UKIP has made a commitment in its Manifesto to ban the public wearing of the burqa and niqab. Speaking on the BBC’s Andrew Marr Show on Sunday, UKIP’s leader, Paul Nuttall, said wearing a burqa or niqab in public was a barrier to integration and a security risk and that Muslim women who defied the ban would face a fine. Somewhat counter-intuitively, he also told Andrew Marr that “Manfred Weber, who’s the leader of the biggest group in the European Parliament, is now talking about an EU-wide ban. We can either be on the curve on this or behind the curve.” UKIP also proposes to outlaw sharia in the UK, though Nuttall told Marr that there were no proposals to ban Jewish religious courts because the Jewish population was smaller than the Muslim population.

All of which is interesting.
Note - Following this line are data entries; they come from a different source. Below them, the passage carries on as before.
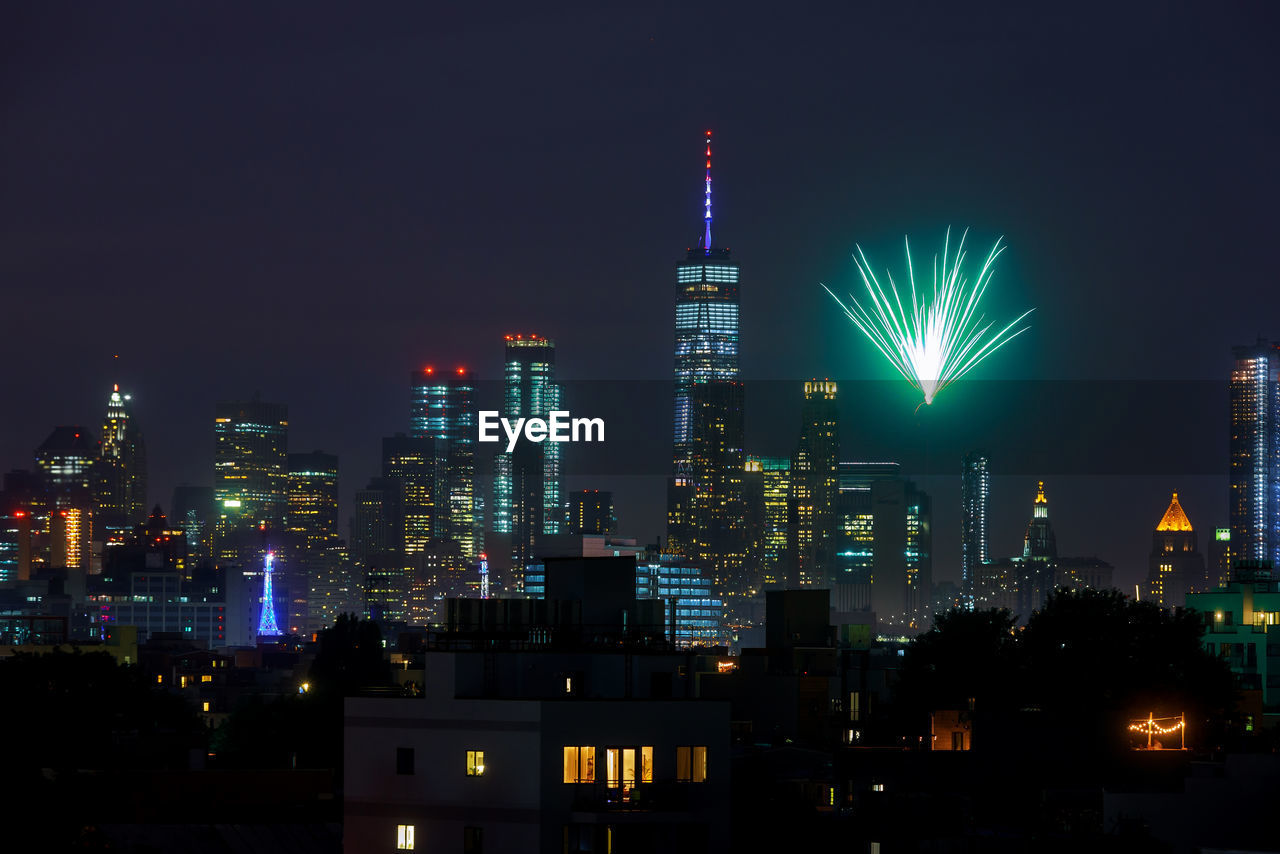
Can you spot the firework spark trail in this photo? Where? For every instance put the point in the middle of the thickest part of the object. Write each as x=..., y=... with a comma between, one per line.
x=937, y=341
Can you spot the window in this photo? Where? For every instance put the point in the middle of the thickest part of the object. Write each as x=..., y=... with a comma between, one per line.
x=580, y=765
x=620, y=765
x=691, y=763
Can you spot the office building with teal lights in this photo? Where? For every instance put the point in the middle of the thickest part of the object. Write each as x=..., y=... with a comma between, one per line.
x=122, y=471
x=768, y=485
x=1242, y=626
x=705, y=514
x=528, y=485
x=442, y=407
x=251, y=464
x=885, y=539
x=1255, y=452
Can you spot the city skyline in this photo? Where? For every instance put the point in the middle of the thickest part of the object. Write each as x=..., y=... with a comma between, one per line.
x=1065, y=256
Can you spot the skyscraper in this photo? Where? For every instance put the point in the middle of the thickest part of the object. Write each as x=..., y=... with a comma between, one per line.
x=442, y=407
x=705, y=517
x=885, y=539
x=311, y=521
x=412, y=470
x=122, y=479
x=1175, y=566
x=590, y=511
x=1255, y=452
x=528, y=491
x=251, y=464
x=974, y=510
x=311, y=491
x=814, y=485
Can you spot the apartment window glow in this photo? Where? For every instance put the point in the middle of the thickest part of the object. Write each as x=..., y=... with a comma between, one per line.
x=620, y=765
x=580, y=765
x=691, y=763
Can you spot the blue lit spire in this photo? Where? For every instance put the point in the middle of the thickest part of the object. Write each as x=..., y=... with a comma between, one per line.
x=266, y=621
x=707, y=204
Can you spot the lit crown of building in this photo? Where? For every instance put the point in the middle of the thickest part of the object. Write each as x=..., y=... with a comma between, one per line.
x=1174, y=517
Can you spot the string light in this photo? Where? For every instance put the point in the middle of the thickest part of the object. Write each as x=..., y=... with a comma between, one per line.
x=1151, y=727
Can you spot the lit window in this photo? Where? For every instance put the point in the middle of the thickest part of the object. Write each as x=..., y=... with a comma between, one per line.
x=691, y=763
x=580, y=765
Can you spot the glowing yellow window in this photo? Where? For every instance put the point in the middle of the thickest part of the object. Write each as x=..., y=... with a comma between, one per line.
x=620, y=766
x=691, y=763
x=580, y=765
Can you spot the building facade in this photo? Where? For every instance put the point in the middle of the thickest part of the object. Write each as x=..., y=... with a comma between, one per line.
x=1255, y=452
x=705, y=512
x=974, y=512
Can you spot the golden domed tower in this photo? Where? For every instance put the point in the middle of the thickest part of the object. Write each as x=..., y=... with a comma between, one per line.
x=1175, y=566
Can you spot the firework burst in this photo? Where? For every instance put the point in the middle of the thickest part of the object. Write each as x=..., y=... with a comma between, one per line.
x=931, y=342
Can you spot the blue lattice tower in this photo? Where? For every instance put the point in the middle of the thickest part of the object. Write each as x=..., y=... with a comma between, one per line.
x=266, y=621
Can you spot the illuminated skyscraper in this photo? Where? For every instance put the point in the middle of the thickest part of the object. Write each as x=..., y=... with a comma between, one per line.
x=266, y=626
x=705, y=514
x=772, y=494
x=65, y=461
x=814, y=485
x=974, y=510
x=590, y=511
x=885, y=540
x=311, y=491
x=412, y=471
x=251, y=464
x=1255, y=452
x=122, y=478
x=311, y=521
x=1175, y=566
x=442, y=407
x=528, y=492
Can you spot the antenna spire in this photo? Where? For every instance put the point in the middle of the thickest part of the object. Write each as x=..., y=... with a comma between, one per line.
x=707, y=204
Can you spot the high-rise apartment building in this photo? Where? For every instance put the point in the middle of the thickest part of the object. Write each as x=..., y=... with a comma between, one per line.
x=122, y=470
x=1175, y=566
x=251, y=464
x=412, y=471
x=705, y=512
x=814, y=485
x=885, y=540
x=974, y=512
x=528, y=482
x=1255, y=452
x=590, y=511
x=442, y=407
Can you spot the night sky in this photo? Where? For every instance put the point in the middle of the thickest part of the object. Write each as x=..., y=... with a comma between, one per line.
x=309, y=200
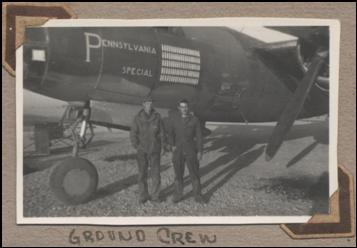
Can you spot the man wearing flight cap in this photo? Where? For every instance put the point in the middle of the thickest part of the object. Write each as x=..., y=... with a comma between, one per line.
x=147, y=136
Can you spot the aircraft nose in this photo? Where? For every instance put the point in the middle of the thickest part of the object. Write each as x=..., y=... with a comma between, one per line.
x=35, y=57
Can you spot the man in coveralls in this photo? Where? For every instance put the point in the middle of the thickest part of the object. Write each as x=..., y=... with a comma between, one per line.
x=147, y=136
x=185, y=137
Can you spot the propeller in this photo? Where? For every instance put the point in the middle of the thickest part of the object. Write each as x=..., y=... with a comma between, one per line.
x=294, y=106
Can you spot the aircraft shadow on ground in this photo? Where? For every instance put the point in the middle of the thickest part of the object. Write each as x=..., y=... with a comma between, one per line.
x=122, y=184
x=35, y=163
x=301, y=188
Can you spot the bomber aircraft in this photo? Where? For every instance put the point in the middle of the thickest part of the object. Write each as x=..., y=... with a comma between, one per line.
x=229, y=74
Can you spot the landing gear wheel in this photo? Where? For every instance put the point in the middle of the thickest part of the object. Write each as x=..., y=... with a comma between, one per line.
x=74, y=180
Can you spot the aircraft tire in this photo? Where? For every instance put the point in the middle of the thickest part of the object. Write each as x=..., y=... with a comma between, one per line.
x=74, y=180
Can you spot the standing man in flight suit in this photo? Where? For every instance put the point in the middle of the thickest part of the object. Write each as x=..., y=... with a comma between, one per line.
x=147, y=136
x=185, y=137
A general ban on face-covering in public would no doubt survive a challenge at Strasbourg and probably at Luxembourg as well: see S.A.S, Achbita and Bougnaoui. There is, however, a slight snag with a UK-wide ban: criminal law is a matter devolved both to Scotland and Northern Ireland – and one cannot imagine the Scottish Parliament giving legislative consent to a burqa ban in its part of the UK while, for the moment at least, the Northern Ireland Assembly is for practical purposes inoperative.
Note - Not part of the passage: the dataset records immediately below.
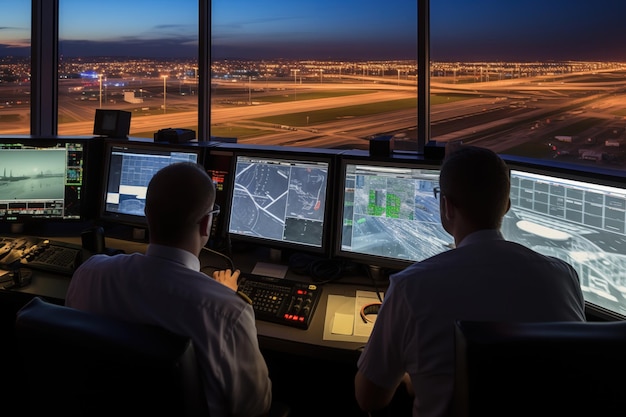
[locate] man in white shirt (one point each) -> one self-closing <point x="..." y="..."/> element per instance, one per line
<point x="165" y="287"/>
<point x="484" y="278"/>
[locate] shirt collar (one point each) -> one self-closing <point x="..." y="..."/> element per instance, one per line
<point x="177" y="255"/>
<point x="481" y="236"/>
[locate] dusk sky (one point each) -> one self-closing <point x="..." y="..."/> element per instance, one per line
<point x="463" y="30"/>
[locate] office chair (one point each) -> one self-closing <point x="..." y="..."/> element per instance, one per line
<point x="540" y="369"/>
<point x="81" y="364"/>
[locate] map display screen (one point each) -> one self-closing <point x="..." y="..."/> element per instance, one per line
<point x="390" y="215"/>
<point x="279" y="200"/>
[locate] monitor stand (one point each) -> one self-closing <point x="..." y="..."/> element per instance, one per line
<point x="376" y="273"/>
<point x="276" y="256"/>
<point x="139" y="234"/>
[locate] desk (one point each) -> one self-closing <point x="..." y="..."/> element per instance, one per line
<point x="275" y="337"/>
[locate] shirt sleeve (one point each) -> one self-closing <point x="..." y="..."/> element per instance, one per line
<point x="248" y="383"/>
<point x="382" y="358"/>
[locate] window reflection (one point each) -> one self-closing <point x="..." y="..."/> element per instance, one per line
<point x="15" y="69"/>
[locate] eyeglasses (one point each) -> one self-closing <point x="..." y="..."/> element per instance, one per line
<point x="215" y="211"/>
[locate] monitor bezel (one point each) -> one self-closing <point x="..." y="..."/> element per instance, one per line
<point x="371" y="260"/>
<point x="596" y="175"/>
<point x="111" y="145"/>
<point x="284" y="154"/>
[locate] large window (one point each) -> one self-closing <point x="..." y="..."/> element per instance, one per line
<point x="15" y="66"/>
<point x="543" y="79"/>
<point x="539" y="79"/>
<point x="140" y="56"/>
<point x="325" y="74"/>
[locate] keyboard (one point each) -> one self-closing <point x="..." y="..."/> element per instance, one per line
<point x="52" y="256"/>
<point x="280" y="300"/>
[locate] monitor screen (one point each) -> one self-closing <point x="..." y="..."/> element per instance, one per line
<point x="580" y="220"/>
<point x="128" y="168"/>
<point x="42" y="180"/>
<point x="281" y="201"/>
<point x="389" y="214"/>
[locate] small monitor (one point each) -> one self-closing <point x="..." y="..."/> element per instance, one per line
<point x="388" y="213"/>
<point x="281" y="200"/>
<point x="112" y="123"/>
<point x="128" y="168"/>
<point x="42" y="180"/>
<point x="580" y="219"/>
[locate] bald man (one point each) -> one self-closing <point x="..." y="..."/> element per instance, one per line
<point x="165" y="287"/>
As to a ban on sharia itself, however, it is not entirely clear what that might mean in practice. Sharia currently has no general legal validity in any of the UK jurisdictions anyway: like Jewish law or the Roman Catholic canons on marriage and nullity, in secular law it is simply “the rules of a club”. Quite apart from issues such as Article 9 ECHR, if people choose voluntarily to be bound by a particular set of religious rules, under the current law that is a choice they are entitled to make: see, for example, the Arbitration Act 1996 and the Arbitration (Scotland) Act 2010. Under the Scottish arbitration rules, for example, the basic requirements for appointing an arbitrator are these:

  • that only an individual may act as an arbitrator [Rule 3]; and
  • that an individual aged under 16 or an incapable adult within the meaning of section 1(6) of the Adults with Incapacity (Scotland) Act 2000 is ineligible to act [Rule 4].
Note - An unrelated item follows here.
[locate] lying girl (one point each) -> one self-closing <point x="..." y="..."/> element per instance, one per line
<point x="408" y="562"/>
Otherwise, whom to appoint is entirely a matter for the parties to the arbitration and, as I have observed before, if they choose to have their dispute decided under, say, Jewish law and one side defaults, the secular courts will enforce the resulting determination: see, for example, Kohn v Wagschal & Ors [2007] EWCA Civ 1022. But what the court is doing in such a case is not “enforcing religious law”: what it is doing is upholding the decision of the arbitrator. Issues of coercion are, of course, another matter – but coercion does not appear to be what UKIP has in mind. And drafting legislation that would ban one lot of religious laws but not others would require immensely skilful drafting in order to survive a challenge at Strasbourg – though, presumably, UKIP would wish to withdraw from the jurisdiction of the ECtHR in any event.

Update

When I checked the UKIP website at 16.00 on 24 April – the promised publication day – the General Election Manifesto had not yet been posted; however, UKIP had posted its “integration policy platform”. The relevant extracts are as follows:

“UKIP are the only political party committed to passing a law against th­e wearing of face cov­erings in public plac­es. Face coverings ar­e a deliberate barrie­r to integration and,­ in many contexts, a ­security risk too. Th­e time has come to ou­tlaw them. People sho­uld show their face i­n a public place. This is a policy that is already enacted in France, Belgium, Holland and Austria, and in parts of Spain, Italy, Denmark, Latvia and Lithuania in Europe alone. It is a normal, modern and reasonable response to a problem faced today.”

“Britain has one rule of law for all, so as such an explicit ban on sharia­ law and courts would be implemented. Sharia law is intended ­as a rival legal syst­em and which also undermin­es women’s rights.”